Todd, I built a prototype diy hybrid, basically took a fwd car, and added electric drive to one rear wheel. Two independent drivetrains.

It was a lot more work than I thought. Too much work and modification to make it a cost-effective good solution for widespread application
as a replacement for a single-car family.

I think Toyota came up with a pretty good solution, but failed to support a plug-in option.
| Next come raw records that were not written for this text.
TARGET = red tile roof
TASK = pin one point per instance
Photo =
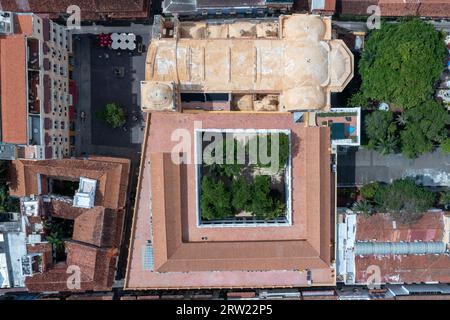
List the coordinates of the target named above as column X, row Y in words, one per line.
column 173, row 208
column 380, row 227
column 90, row 9
column 407, row 269
column 423, row 8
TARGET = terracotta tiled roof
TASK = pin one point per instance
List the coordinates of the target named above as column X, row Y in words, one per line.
column 380, row 227
column 408, row 268
column 90, row 9
column 97, row 232
column 13, row 89
column 178, row 250
column 423, row 8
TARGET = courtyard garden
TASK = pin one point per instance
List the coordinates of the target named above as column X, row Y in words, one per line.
column 246, row 189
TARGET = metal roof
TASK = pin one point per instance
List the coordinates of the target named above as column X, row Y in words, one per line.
column 399, row 248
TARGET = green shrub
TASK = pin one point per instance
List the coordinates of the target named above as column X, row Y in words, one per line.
column 404, row 200
column 113, row 115
column 445, row 145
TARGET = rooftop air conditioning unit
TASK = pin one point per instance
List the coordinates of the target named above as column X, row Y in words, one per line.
column 6, row 23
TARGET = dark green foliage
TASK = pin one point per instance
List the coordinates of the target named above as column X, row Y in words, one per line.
column 401, row 63
column 363, row 207
column 113, row 115
column 369, row 190
column 445, row 145
column 215, row 199
column 4, row 167
column 414, row 141
column 7, row 203
column 242, row 195
column 404, row 200
column 359, row 100
column 381, row 132
column 444, row 198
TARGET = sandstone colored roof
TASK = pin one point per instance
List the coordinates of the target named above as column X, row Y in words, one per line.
column 97, row 266
column 111, row 174
column 13, row 89
column 301, row 63
column 398, row 268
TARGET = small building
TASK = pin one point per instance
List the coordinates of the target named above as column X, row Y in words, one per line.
column 34, row 86
column 99, row 10
column 62, row 235
column 325, row 7
column 225, row 7
column 345, row 124
column 396, row 8
column 378, row 250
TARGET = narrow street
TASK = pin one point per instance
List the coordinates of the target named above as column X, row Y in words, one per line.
column 356, row 168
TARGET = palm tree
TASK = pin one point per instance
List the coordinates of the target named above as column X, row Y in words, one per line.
column 57, row 243
column 363, row 207
column 4, row 166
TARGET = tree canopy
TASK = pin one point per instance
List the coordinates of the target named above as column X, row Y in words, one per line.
column 404, row 200
column 401, row 62
column 215, row 199
column 381, row 132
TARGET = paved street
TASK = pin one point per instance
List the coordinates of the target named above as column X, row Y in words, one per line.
column 363, row 166
column 362, row 26
column 96, row 88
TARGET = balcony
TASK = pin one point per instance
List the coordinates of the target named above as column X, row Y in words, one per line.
column 33, row 54
column 34, row 103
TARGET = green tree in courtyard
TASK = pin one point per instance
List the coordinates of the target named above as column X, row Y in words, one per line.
column 215, row 199
column 401, row 63
column 363, row 207
column 4, row 167
column 283, row 149
column 113, row 115
column 381, row 132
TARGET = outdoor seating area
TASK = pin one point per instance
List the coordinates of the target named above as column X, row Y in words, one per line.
column 118, row 41
column 344, row 125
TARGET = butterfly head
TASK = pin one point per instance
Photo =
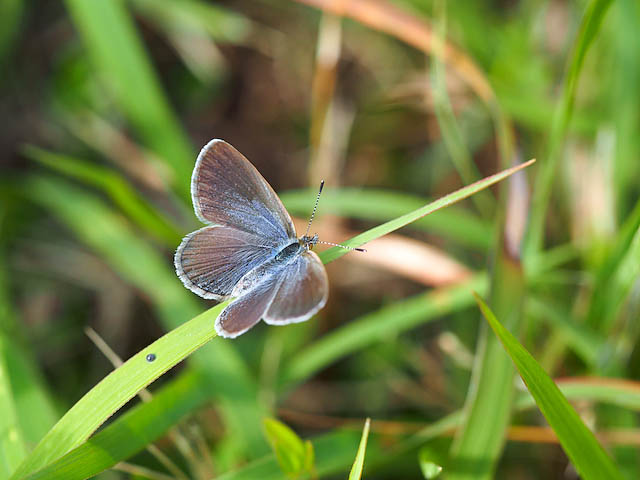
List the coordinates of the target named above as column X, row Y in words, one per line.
column 308, row 242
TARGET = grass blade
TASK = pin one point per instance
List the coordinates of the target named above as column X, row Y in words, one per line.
column 114, row 46
column 454, row 222
column 120, row 191
column 119, row 387
column 12, row 447
column 581, row 446
column 402, row 221
column 358, row 464
column 138, row 263
column 333, row 455
column 378, row 326
column 131, row 432
column 589, row 28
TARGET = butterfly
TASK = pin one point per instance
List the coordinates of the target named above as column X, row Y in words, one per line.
column 249, row 249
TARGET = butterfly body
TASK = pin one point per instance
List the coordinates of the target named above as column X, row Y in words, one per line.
column 249, row 250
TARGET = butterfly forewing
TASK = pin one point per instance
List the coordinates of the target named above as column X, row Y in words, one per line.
column 228, row 190
column 212, row 260
column 303, row 290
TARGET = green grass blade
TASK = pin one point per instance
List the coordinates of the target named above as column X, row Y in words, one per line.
column 581, row 446
column 12, row 446
column 453, row 222
column 358, row 464
column 138, row 263
column 596, row 10
column 121, row 192
column 379, row 326
column 131, row 432
column 451, row 133
column 119, row 387
column 24, row 395
column 289, row 448
column 479, row 443
column 392, row 225
column 114, row 46
column 333, row 451
column 603, row 285
column 582, row 340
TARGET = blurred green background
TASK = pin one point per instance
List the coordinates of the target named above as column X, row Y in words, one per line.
column 104, row 105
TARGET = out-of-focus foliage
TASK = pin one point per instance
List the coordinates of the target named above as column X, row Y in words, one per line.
column 104, row 105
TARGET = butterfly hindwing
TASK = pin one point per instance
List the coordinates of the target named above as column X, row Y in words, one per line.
column 303, row 290
column 247, row 310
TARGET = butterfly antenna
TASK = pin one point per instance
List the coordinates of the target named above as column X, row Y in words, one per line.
column 343, row 246
column 315, row 207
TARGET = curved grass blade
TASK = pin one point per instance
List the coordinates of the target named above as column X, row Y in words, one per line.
column 138, row 263
column 455, row 223
column 358, row 464
column 581, row 446
column 392, row 225
column 63, row 436
column 130, row 433
column 119, row 387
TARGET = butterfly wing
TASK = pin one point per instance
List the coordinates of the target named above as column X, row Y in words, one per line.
column 226, row 189
column 303, row 290
column 247, row 310
column 210, row 261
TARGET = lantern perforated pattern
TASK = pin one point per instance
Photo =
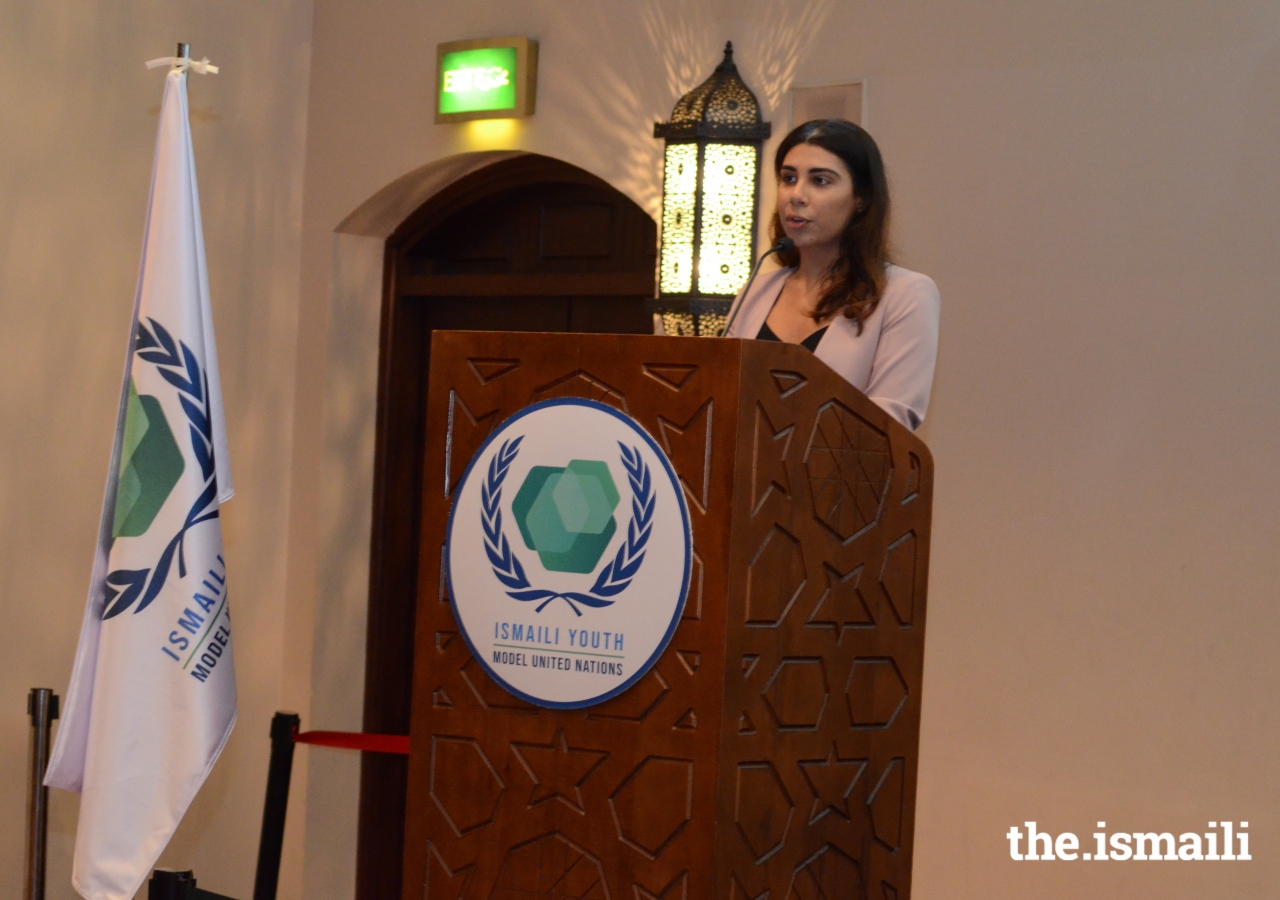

So basically a good approach is to fix that problem
and use their design. 

This is one possible plan for my next project (after the current two are done!  Take the toyota transaxles, add my own smaller ICE and my own controls for them to make it primarily an EV with ICE backup.

Jack Murray


----------



## toddshotrods (Feb 10, 2009)

nimblemotors said:


> Todd, I built a prototype diy hybrid,...
> 
> Too much work and modification to make it a cost-effective good solution for widespread application as a replacement for a single-car family...


Sounds like you have hopes of developing something you can market. I'm just working on a one-off concept at this point. As with the Inhaler, it's just a marketing tool for my design services.

I know it doesn't jive well with conventional DIY EV thinking, but I personally think hybrids are the ticket for most people. There isn't a one size fits all hybrid though. I lean more towards the sport variety, capitalizing on the power of the electric for a performance boost, and a small efficient ICE for virtually unlimited range.

The heavy traffic creeper thing is just to give me an inexpensive way to start experimenting with the concept, and compensate for one of my particular ICE powertrain weaknesses - a clutch pedal in stop-n-go traffic.



Since I'll need to purchase a motor anyway, I keep toying with the idea of buying a 13" series GE forklift motor for the Inhaler, and moving the 11" GE SepEx motor currently in it to this project. For the cost of purchasing a motor for this project, and converting that one to series, I could probably find a decent 13-incher that's already series wound.

Since I'd be fiddling around in the creeper mode for a while, I would have time to play around programming a Kelly controller to work with the big SepEx motor, and could also have regen. The 11" GE should have no problem pushing the car in slow, move five feet and stop again, traffic at lower voltages - but would also have no problem accepting more juice as the budget allows.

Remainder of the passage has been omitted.